Wildlife trafficking ranks among the top five most lucrative illicit commodities in the world, alongside drugs, human trafficking, counterfeiting, and weapons. Unfortunately, the response by the U.S. federal government is small.
Africa’s friends called for President Obama to discuss the escalating slaughter of elephants and rhinos during his recent six-day trip to Africa from June 27 to July 2, 2013. Poachers are decimating Africa’s elephant and rhino populations. U.S. and international leaders have increasingly been calling attention to the links between wildlife poaching and trafficking and organized crime–even terrorism.
The safari planned for the Obama family during the Africa trip, which would have been an ideal venue for a presidential statement, was cancelled due to the high security costs. Nevertheless, the president did issue an executive order to increase U.S. commitment to anti-poaching and wildlife trafficking efforts.
The executive order dedicates U.S. $10 million, to combat “wildlife trafficking, related corruption, and money laundering,” in addition to funds already dedicated to that goal. This amount is painfully small given the magnitude of the fight against poaching and trafficking. Wildlife trafficking, both in live animals and animal parts, is a U.S. $7-10 billion annual business, a thousand times greater than the funds Obama pledged to combat it.

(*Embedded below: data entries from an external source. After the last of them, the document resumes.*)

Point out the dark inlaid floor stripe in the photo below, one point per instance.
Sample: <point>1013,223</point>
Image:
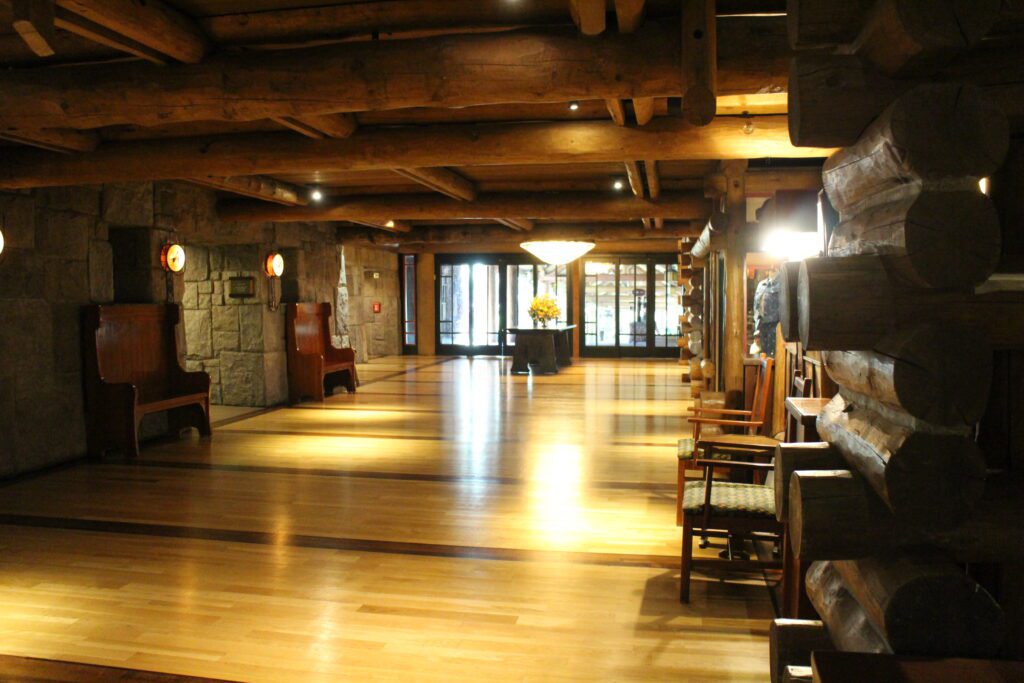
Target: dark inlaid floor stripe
<point>364,474</point>
<point>344,544</point>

Under the executive order, the United States will provide foreign governments with technical assistance and training to increase their capacity to halt trafficking on both a regional and a bilateral basis. The president is also launching a Presidential Task Force on Wildlife Trafficking and an Advisory Council on Wildlife Trafficking to develop counter-trafficking strategies. In addition, the administration recently approved a Transnational Organized Crime Reward Program, which enables the State Department to offer rewards for information leading to the arrest, dismantling, or disruption of criminal organizations outside the United States. The executive order further calls for tighter enforcement of existing U.S. domestic law and regulation on illegal wildlife trafficking relating to elephants and rhinos. The United States remains a major market for trafficked wildlife, though it is not nearly as large as China’s for ivory or Vietnam’s for rhino horn.
Given current U.S. fiscal constraints, with respect to elephants and rhinos, American diplomatic pressure on consuming countries might be more effective in combating wildlife trafficking than American money. At home, moreover, the administration should mobilize the considerable force of American civil society to suppress the consumption of trafficked animals and animal parts within the United States.